Erdoğan ve Trump görüşmesini değerlendiren HDP Onursal Başkanı Kürkçü, ‘Trump ortak basın toplantısında Mazlum Kobane’yi ve DSG’yi ‘terörist’ olarak niteleme önerisini geri çevirdi’ dedi
Ferhat Çelik /İstanbul-MA
Cumhurbaşkanı Tayyip Erdoğan ile ABD Başkanı Donald Trump, Kuzey ve Doğu Suriye gündemiyle 13 Kasım’da Washington’da bir araya geldi.

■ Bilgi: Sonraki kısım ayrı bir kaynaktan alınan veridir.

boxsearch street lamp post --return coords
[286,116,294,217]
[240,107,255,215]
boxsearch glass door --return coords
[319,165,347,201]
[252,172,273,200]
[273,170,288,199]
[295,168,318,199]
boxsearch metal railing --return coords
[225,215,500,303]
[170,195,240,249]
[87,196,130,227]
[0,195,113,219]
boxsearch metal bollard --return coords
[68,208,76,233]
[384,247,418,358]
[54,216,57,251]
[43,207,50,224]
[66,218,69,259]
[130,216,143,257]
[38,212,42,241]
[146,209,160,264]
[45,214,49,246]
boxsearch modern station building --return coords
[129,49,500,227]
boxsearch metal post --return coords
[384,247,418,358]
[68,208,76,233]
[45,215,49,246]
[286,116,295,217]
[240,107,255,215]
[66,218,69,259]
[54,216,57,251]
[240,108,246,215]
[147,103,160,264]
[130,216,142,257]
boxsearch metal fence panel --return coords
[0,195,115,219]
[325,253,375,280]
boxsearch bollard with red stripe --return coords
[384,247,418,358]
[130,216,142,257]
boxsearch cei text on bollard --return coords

Halkların Demokratik Partisi (HDP) Onursal Başkanı Ertuğrul Kürkçü, üzerinde çok konuşulan bu görüşmeyi ve olası yansımalarını yorumladı. Trump’ın ABD kurumlarını bypass ederek Erdoğan ile sürdürdüğü özel ilişkilerin toplantıda tekrar dile geldiğini dile getiren Kürkçü, Türkiye’nin Kuzey ve Doğu Suriye’deki saldırısının ABD’de yarattığı öfkeye rağmen, Trump’ın Erdoğan’la bu şekilde ilişkiyi sürdürmekte kararlı göründüğünü belirtti.

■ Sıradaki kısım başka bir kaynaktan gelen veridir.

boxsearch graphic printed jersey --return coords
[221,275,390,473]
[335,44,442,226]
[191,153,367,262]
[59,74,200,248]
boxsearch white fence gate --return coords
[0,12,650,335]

‘Özel çıkarlar ağır basıyor’
Kürkçü, ABD ve Türkiye arasında yapılan ateşkes anlaşmasına rağmen, TSK ve denetimindeki grupların Rojava’ya dönük saldırıların sürmesine de işaret etti. Kürkçü, bu konuda şunları belirtti: “Trump’ın bu konuda ateşkes ihlallerinin üzerini örtücü, mutabakatı belirsizleştirici bir tutum takındığını söyleyebilirim. Trump ortak basın toplantısında kendisine sorulan sorular üzerinden Mazlum Kobane’yi ve DSG’yi ‘terörist’ olarak niteleme önerisini geri çevirdi. Kürtlerle ilişkilerinin iyi olduğunu ve görüşmeye devam edeceklerini söyledi. Fakat öte yandan Senato ve Temsilciler Meclisi kararlarına rağmen, Türkiye’yi Suriye’de sürdürdüğü operasyonlar dolayısıyla da kınamamayı seçti. Trump’ın önümüzdeki Başkanlık seçimleri için Erdoğan’ın özel desteğini sağlama peşinde koştuğunu düşündürten belirtiler var.” Kürkçü, Türkiye’nin ABD ile görüşmesine ve yaşanan diğer gelişmelere Rusya’nın tepkisiz kalmayacağını da vurguladı. Suriye rejiminin, İdlib’in bazı bölgelerinde operasyona başlamasının ABD-Türkiye yakınlaşmasına dolaylı bir yanıt olduğu görüşünde. Kürkçü, “Türkiye S-400’leri satın almaktan vazgeçecek olursa Rusya ile tüm ilişkilerini tartışmaya açacaktır. Fakat Ruslar için de masadan tamamen kalkmaktansa durumun sürüncemede kalması kısa vadede büyük bir sorun olmayabilir. Şu ana kadar Türkiye hem S-400 hem de F-35 ve Patriot’ların alıcısı olarak elindeki pazarlık gücünü kullanabildiği kadar kullandı. Bu sonsuza kadar süremez. Fakat ipin nerede kopacağını ben de merak ediyorum” diye belirtti.
‘Rusya’nın tutumu önemli’
DSG’nin izledikleri uluslararası siyaseti devam ettirmesi gerektiğinin altını da çizen Kürkçü, “QSD’nin kamuoyu önündeki teşhir, açıklama, anlatma, hak talebi iddialarının arkasında sıkıca durmasının son derece önemli olduğunu düşünüyorum. Gerek halklar gerekse hükümetler nezdinde bu sonuncu operasyon da dahil olmak üzere Rojava’da süregiden istila hareketlerini teşhir etme ve kamuoyu gündeminde tutma çabaları şu ana kadar çok iyi sonuç verdi. Bu çabaları aynen sürdürmekte fayda var. Fakat bence kritik mesele Rusya’nın tutumudur. Rusya’nın Kürtlerin Suriye’deki hakları ve müzakere masadaki yerleri konusunda özellikle ABD ile olan çekişme ve rekabeti dolayısıyla neredeyse Türkiye ile örtüşen tutumunu değiştirebilmek en önemli diplomatik mesele. Bu bence Rojava’nın karşısında duran en ciddi sorundur” dedi.